Question

Suppose I want to convert "\xBD" to UTF-8.

If I use pack & unpack, I'll get ½:

puts "\xBD".unpack('C*').pack('U*')    #=> ½

as "\xBD" is ½ in ISO-8859-1.

BUT "\xBD" is œ in ISO-8859-9.

My question is: why pack used ISO-8859-1 instead of ISO-8859-9 to convert the char to UTF-8? Is there some way to configure that character encoding?

I know I can use Iconv in Ruby 1.8.7, and String#encode in 1.9.2, but I'm curious about pack because I use it in some code.

Was it helpful?

Solution

This actually has nothing to do with how \xBD is represented in ISO-8859-x. The critical part is the pack into UTF-8.

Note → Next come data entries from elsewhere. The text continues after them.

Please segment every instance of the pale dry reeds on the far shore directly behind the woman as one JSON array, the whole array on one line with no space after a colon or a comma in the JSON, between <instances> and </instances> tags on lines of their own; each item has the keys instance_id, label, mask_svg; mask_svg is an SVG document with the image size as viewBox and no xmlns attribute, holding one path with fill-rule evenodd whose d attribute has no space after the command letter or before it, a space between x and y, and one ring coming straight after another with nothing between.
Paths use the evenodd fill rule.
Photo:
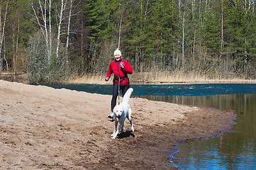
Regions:
<instances>
[{"instance_id":1,"label":"pale dry reeds on the far shore directly behind the woman","mask_svg":"<svg viewBox=\"0 0 256 170\"><path fill-rule=\"evenodd\" d=\"M106 74L87 74L84 77L75 77L69 79L69 84L112 84L112 79L105 81ZM112 76L113 77L113 76ZM143 72L133 73L128 76L130 84L256 84L256 80L248 80L242 78L214 77L210 79L205 74L196 72Z\"/></svg>"}]
</instances>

The pack receives [189]. The code point 189 is defined in UTF-8 (more precisely, Unicode) as being ½. Don't think of this as the Unicode spec writers for "preferring" ISO-8859-1 over ISO-8859-9. They had to make a choice of what code point represented ½ and they just chose 189.

Since you're trying to learn more about pack/unpack, let me explain more:

When you unpack with the C directive, ruby interprets the string as ascii-8bit, and extracts the ascii codes. In this case \xBD translates to 0xBD a.k.a. 189. This is a really basic conversion.

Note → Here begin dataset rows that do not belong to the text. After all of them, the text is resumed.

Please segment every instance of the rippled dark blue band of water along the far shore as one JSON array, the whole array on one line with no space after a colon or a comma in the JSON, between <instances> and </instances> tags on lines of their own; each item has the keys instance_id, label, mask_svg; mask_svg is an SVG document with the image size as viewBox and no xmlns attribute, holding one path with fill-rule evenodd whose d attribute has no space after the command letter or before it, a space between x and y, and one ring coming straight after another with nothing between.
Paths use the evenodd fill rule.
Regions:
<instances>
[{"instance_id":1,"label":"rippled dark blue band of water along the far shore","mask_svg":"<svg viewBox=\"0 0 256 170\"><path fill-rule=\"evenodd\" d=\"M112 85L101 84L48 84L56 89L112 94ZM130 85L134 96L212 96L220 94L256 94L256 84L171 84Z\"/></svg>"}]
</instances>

When you pack with the U directive, ruby will look up in its UTF-8 translation table to see what codepoints map to each of the integers in the array.

pack/unpack have very specific behavior depending on the directives you provide it. I suggest reading up on ruby-doc.org. Some of the directives still don't make sense to me, so don't be discouraged.